Web-sights: My four-year-old recently told me that I had ‘beautiful eyeballs’. I’m not sure exactly what he meant, but took it as a compliment, and also had a think about what my eyeballs do most of the time. And increasingly they look at computer screens (or phone screens, or television screens).

And what is on those screens is increasingly (even tv) networked information of one sort or another, being sifted, sorted and aggregated before my very eyeballs. This coincided with some stuff i’d come across about the future of attention (and the battle for it) and a colleague asking why websites are called ‘sites?’. What exactly is ‘site-like’ about them? I imagine the phrasing is a hangover from the early days of the world wide web when programmers were trying to reach a linguistic middle-ground, to try and help people with no knowledge or understanding of the web visualise its structure — ‘nodes’ become ‘sites’, connected by lines and so on. Probably now ‘web-windows’ (if you can set aside the microsoft connotations) would be a better phrase as frequently the site is more like a frame through which to view the same information connected in slightly different constellations, or filtered by slightly different parameters, or from slightly different angles. I’m certainly noticing in web-design that people are starting to talk about web-presence rather than the (singular) web-site, which seems a more realistic concept to embrace.

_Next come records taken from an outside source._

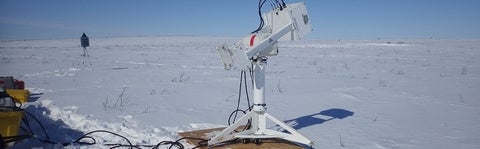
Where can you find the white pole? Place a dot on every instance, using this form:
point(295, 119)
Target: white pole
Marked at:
point(259, 85)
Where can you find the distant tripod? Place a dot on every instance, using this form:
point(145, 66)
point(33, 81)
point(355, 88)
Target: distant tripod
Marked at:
point(85, 54)
point(85, 43)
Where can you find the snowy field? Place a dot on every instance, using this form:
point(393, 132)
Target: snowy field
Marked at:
point(371, 94)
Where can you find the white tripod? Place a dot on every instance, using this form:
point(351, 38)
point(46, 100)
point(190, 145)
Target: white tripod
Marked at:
point(253, 50)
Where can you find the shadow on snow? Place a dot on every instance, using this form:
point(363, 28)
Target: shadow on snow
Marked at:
point(312, 119)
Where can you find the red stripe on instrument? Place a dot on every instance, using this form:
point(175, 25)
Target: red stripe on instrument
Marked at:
point(252, 39)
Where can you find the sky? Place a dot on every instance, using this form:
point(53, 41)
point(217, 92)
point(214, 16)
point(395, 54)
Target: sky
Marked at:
point(330, 19)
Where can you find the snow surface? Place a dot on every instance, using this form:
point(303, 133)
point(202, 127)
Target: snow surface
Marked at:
point(341, 94)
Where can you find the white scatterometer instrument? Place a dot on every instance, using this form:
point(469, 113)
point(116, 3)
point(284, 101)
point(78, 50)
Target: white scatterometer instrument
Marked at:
point(289, 23)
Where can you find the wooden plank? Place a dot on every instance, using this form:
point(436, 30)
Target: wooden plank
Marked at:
point(266, 143)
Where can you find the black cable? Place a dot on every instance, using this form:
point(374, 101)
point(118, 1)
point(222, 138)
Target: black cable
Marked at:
point(246, 90)
point(284, 5)
point(260, 5)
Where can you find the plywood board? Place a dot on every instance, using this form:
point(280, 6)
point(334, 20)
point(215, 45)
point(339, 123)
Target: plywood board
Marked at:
point(266, 143)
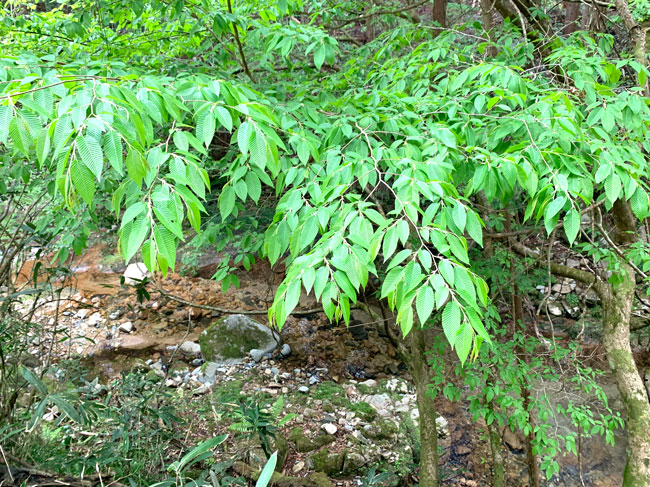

The idea of ‘network culture’, and networks within networks is fascinating to me. In the euphoria around many of web 2.0’s perceived triumphs its easy to overlook a parallel story of earlier engagement with networks, a rigourous critique of some of the californian liberal utopian ideology, and an ongoing critical stance, examining the tools at work. Clay Shirky suggests that “communication tools don’t get socially interesting until they get technologically boring”, which may have some validity in terms of mainstream or mass adoption and subsequent social implications, but that does not preclude some socially very interesting things also happening in technological infancy.

Looking forward, in a moment of syncronicity, sometime in 2047, the actual ‘views’ of this blog post will coincide with its title, i’ll have reached my eyeball-attention threshold, and i’ll be interested to see what analogies people are using to describe the web.